The default key-based sanitizer is a basic starting point and likely insufficient for production. Relying solely on key names is brittle. You MUST review its logic and limitations and implement your own sanitizeForAudit function tailored to your specific data structures, sensitivity requirements, and compliance needs. Failure to do so can lead to severe security vulnerabilities.

  1. Configuration Options:
    • auditStore: Provide your AuditLogStore implementation.
    • sanitizeForAudit: Provide your custom sanitization function.
    • auditDeniedRequests (default true): Log audits even if RBAC denied the request.
    • auditNotifications (default false): Log audits for incoming notifications.

Structured Logging

The SDK uses structured logging, capturing messages with context (like eventId, traceId, userId).

Key Components & Concepts

  1. Logger (Interface): (src/interfaces/logger.ts)

    • Standard methods (debug, info, warn, error).
    • Accepts optional context object.
    • Optional child(bindings: LogContext): Logger method enables request-scoped logging context.
  2. ConsoleLogger (Default): (src/defaults/logger.ts)

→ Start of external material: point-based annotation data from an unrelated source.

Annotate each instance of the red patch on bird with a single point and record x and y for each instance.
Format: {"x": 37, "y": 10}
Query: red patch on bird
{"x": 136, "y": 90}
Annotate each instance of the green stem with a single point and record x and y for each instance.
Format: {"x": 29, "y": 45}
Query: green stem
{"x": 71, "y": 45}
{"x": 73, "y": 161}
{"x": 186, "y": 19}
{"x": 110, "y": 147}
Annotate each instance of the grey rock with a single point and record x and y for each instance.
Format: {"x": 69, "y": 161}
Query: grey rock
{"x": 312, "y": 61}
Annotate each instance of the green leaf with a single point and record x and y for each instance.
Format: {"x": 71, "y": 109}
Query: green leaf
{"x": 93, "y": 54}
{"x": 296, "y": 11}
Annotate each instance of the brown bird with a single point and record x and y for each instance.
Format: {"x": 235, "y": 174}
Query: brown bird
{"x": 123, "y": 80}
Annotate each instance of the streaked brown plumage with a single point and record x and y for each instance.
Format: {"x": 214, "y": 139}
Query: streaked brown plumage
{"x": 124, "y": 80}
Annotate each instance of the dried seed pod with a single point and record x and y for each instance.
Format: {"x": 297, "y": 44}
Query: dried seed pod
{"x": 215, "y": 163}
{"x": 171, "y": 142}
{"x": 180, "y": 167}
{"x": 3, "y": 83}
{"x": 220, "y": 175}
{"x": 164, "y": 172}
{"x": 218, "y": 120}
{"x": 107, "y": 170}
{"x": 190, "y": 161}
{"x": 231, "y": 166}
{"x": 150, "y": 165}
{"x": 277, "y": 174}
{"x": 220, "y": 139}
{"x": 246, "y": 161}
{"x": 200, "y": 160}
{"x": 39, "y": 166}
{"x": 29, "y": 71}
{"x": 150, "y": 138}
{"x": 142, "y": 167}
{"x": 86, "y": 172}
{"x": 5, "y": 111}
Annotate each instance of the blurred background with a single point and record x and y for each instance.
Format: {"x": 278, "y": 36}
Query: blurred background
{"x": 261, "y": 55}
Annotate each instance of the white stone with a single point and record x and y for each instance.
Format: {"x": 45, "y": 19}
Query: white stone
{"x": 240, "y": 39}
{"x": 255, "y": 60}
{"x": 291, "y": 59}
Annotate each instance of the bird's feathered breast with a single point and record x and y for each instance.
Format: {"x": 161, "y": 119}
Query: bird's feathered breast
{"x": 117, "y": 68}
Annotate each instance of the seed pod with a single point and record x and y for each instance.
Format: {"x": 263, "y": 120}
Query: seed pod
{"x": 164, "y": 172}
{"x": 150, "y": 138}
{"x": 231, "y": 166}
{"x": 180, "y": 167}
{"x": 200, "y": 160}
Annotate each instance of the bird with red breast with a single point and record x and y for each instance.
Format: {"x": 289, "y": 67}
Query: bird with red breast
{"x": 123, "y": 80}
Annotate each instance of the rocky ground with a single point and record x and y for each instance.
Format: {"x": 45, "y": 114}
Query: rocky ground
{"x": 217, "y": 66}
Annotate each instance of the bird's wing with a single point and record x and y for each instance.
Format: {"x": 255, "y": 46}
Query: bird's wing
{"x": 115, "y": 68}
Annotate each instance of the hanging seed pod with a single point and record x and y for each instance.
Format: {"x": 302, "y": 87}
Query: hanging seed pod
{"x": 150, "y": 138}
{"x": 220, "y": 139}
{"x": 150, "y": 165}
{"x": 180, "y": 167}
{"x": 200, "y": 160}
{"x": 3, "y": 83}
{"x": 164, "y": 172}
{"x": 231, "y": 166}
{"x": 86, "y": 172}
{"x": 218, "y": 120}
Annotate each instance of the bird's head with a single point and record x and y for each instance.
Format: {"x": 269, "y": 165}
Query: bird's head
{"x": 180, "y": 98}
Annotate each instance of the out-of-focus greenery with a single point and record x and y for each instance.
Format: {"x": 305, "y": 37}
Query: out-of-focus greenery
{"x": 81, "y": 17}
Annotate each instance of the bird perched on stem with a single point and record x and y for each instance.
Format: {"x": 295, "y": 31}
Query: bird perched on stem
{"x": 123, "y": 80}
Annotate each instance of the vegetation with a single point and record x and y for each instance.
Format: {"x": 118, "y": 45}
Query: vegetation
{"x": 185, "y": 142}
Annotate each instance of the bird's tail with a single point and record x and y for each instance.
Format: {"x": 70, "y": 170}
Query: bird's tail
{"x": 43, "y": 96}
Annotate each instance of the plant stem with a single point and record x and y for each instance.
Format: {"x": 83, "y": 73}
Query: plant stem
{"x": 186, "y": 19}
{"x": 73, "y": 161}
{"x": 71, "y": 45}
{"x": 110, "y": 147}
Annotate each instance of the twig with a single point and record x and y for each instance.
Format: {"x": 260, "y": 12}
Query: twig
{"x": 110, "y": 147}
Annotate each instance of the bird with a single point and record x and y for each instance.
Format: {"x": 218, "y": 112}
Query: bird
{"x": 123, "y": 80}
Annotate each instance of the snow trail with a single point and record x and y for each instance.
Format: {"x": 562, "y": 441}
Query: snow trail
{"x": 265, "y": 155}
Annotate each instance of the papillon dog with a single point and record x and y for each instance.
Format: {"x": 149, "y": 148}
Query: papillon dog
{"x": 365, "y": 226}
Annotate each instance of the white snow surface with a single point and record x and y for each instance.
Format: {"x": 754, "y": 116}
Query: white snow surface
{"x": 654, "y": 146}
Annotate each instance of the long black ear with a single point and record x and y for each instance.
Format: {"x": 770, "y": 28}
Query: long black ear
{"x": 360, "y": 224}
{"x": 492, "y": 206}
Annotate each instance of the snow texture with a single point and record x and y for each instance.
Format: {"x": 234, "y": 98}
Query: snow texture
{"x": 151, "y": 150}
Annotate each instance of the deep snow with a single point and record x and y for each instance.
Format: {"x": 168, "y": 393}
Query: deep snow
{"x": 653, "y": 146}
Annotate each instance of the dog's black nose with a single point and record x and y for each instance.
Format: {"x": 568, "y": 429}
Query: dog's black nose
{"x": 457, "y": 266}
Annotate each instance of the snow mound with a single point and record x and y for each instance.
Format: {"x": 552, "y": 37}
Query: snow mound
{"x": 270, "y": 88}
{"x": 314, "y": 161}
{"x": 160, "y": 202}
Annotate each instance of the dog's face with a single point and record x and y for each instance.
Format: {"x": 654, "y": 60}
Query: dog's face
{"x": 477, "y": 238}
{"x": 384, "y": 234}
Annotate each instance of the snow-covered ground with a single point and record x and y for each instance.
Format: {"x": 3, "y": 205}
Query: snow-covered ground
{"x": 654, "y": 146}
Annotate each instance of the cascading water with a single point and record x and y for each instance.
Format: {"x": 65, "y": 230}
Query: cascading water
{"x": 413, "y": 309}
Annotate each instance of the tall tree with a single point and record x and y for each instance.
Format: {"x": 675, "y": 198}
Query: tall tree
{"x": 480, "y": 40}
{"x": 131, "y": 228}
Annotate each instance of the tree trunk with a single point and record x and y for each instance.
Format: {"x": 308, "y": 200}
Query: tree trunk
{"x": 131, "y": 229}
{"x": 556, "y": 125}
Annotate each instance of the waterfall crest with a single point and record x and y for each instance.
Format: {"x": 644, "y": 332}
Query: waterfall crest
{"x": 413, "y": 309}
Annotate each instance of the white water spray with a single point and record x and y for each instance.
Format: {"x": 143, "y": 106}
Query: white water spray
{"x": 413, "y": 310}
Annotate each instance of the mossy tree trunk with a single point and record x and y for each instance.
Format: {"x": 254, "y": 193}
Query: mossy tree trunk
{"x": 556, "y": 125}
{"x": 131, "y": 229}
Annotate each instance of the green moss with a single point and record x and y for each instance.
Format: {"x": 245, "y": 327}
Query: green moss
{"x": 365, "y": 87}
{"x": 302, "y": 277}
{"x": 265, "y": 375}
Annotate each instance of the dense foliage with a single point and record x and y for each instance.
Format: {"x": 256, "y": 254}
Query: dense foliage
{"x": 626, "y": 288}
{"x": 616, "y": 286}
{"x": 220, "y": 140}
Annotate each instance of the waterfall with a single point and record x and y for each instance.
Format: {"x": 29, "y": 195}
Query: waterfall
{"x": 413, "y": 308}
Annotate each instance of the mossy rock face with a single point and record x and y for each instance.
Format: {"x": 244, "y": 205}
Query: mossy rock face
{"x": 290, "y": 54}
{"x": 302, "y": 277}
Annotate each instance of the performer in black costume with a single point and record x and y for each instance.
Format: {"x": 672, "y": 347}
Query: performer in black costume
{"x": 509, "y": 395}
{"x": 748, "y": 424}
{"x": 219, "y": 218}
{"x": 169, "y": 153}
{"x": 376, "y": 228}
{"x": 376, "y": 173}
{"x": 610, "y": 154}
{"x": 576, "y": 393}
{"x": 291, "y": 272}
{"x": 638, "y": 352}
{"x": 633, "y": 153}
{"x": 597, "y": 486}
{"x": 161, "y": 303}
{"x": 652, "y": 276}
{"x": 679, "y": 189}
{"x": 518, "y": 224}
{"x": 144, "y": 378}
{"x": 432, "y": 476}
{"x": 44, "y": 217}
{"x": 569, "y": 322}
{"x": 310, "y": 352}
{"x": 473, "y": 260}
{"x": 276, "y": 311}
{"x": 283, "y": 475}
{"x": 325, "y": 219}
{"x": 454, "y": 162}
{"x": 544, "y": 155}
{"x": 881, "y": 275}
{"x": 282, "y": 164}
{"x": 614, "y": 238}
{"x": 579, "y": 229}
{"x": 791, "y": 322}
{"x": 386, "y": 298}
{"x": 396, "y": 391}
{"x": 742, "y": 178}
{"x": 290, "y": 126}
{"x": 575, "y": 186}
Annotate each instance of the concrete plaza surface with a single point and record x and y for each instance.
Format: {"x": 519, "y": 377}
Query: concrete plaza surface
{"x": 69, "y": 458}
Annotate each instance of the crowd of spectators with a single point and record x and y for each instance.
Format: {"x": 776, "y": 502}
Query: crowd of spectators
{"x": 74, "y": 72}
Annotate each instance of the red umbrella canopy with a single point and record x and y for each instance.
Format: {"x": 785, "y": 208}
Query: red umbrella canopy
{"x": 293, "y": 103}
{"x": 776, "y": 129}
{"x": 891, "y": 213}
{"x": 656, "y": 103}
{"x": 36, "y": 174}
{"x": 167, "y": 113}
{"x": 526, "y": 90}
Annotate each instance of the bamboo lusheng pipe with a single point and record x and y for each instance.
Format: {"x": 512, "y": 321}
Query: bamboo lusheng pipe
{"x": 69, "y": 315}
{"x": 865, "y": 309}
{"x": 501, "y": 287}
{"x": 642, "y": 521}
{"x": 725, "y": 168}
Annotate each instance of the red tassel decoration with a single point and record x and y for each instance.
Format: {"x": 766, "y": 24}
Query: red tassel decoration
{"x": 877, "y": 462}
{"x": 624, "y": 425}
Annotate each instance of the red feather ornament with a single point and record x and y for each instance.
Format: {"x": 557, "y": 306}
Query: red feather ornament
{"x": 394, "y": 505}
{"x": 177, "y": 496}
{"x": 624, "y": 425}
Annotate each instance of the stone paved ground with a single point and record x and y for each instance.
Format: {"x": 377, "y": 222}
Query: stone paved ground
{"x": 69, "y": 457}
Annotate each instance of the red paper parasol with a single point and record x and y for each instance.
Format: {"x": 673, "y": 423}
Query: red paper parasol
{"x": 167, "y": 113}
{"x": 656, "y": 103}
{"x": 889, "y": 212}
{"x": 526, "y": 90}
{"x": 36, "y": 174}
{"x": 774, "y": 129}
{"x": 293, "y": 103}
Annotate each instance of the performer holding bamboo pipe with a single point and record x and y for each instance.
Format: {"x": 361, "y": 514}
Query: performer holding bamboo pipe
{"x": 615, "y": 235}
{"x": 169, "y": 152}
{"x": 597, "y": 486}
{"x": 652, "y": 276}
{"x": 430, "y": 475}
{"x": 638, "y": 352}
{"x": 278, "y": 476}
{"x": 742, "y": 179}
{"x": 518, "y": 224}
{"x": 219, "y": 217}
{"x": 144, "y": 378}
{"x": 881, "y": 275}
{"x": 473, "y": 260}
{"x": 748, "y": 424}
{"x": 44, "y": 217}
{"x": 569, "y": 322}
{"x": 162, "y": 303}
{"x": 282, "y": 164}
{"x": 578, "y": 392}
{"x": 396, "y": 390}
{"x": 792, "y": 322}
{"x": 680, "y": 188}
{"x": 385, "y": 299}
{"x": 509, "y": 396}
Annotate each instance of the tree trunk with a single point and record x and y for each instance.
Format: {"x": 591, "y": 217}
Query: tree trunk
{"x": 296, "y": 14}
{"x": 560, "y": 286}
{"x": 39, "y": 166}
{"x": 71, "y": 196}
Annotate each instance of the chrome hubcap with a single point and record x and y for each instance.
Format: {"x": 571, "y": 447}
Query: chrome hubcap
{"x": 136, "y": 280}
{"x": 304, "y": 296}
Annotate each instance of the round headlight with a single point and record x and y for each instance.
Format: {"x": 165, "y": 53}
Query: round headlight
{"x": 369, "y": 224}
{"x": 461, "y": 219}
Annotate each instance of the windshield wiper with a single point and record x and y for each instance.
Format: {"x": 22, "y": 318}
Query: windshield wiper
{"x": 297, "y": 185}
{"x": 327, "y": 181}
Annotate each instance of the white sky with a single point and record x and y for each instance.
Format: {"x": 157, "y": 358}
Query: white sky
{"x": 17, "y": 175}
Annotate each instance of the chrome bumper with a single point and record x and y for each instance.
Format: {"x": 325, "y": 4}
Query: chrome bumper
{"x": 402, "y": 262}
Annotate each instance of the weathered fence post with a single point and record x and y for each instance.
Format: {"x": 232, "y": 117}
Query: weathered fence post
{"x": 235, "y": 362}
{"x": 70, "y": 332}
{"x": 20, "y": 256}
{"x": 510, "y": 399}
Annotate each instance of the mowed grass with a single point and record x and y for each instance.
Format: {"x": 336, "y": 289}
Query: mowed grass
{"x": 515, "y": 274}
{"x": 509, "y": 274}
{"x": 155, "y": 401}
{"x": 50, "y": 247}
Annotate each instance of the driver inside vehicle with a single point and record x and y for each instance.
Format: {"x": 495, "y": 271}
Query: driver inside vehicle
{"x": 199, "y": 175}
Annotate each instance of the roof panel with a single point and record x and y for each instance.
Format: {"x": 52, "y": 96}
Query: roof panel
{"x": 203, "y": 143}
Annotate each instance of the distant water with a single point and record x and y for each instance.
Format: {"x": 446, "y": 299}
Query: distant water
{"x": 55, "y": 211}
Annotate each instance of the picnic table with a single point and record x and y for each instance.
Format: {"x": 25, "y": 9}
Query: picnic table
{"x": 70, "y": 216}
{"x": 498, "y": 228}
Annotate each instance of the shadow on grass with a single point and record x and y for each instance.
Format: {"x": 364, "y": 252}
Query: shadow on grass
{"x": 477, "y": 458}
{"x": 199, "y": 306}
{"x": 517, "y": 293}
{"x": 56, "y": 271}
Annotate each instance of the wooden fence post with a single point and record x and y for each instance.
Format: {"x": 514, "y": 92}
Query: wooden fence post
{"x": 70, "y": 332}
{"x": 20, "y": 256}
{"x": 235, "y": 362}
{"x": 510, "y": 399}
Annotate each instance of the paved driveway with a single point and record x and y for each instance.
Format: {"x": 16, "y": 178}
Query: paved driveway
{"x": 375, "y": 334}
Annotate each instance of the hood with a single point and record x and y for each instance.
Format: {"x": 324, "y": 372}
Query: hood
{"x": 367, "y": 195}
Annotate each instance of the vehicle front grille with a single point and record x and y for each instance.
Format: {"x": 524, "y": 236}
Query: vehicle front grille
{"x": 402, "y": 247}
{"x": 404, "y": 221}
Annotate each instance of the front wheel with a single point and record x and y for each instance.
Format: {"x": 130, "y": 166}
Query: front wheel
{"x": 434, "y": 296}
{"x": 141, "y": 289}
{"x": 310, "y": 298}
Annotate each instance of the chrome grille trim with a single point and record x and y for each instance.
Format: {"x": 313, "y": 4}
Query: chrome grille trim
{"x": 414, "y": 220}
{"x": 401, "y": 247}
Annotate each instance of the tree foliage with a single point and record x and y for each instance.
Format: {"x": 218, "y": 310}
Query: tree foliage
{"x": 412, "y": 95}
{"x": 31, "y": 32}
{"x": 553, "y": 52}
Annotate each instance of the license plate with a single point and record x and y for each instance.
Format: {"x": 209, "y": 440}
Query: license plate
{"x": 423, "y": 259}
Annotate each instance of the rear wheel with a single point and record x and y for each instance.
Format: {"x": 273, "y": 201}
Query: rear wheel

    • Logs JSON objects to the console.
    • Supports child loggers.
⚠️

ConsoleLogger is suitable for development and debugging only; do not use in production.

  1. Usage:

    • Provide your Logger via the logger option in GovernedServerOptions.
    • SDK creates request-scoped loggers passed to components (OperationContext.logger) and handlers (GovernedRequestHandlerExtra.logger).
    • Use the provided logger instance within your code.
    Handler Logging Example
    // Example within a request handler governedServer.setRequestHandler(mySchema, async (request, extra) => { extra.logger.info("Handler started", { customData: "value" }); try { // ... handler logic ... extra.logger.debug("Intermediate step successful"); return { success: true }; } catch (err) { extra.logger.error("Handler failed", err as Error, { input: request.params }); throw err; // Re-throw for pipeline error handling } } );
  2. Integration: Create an adapter for your preferred Node.js logging library (e.g., Pino, Winston) that implements the Logger interface (including child).

Tracing

The SDK facilitates distributed tracing by extracting trace context.

Key Components & Concepts

  1. TraceContext (Type): (src/types.ts)

    • Holds standard tracing identifiers (e.g., traceId, spanId, traceFlags, traceState).
  2. TraceContextProvider (Type): (src/interfaces/tracing.ts)

    • Function signature: (transportContext, mcpMessage) => TraceContext | undefined.
  3. defaultTraceContextProvider (Default): (src/defaults/tracing.ts)

    • Looks for W3C Trace Context headers (traceparent, tracestate) in transportContext.headers.
  4. Usage:

    • GovernedServer calls the configured traceContextProvider.
    • Resulting TraceContext is added to OperationContext, handler extras, AuditRecord, and logger context.
    • Use this context for cross-service correlation. Provide a custom provider for different standards.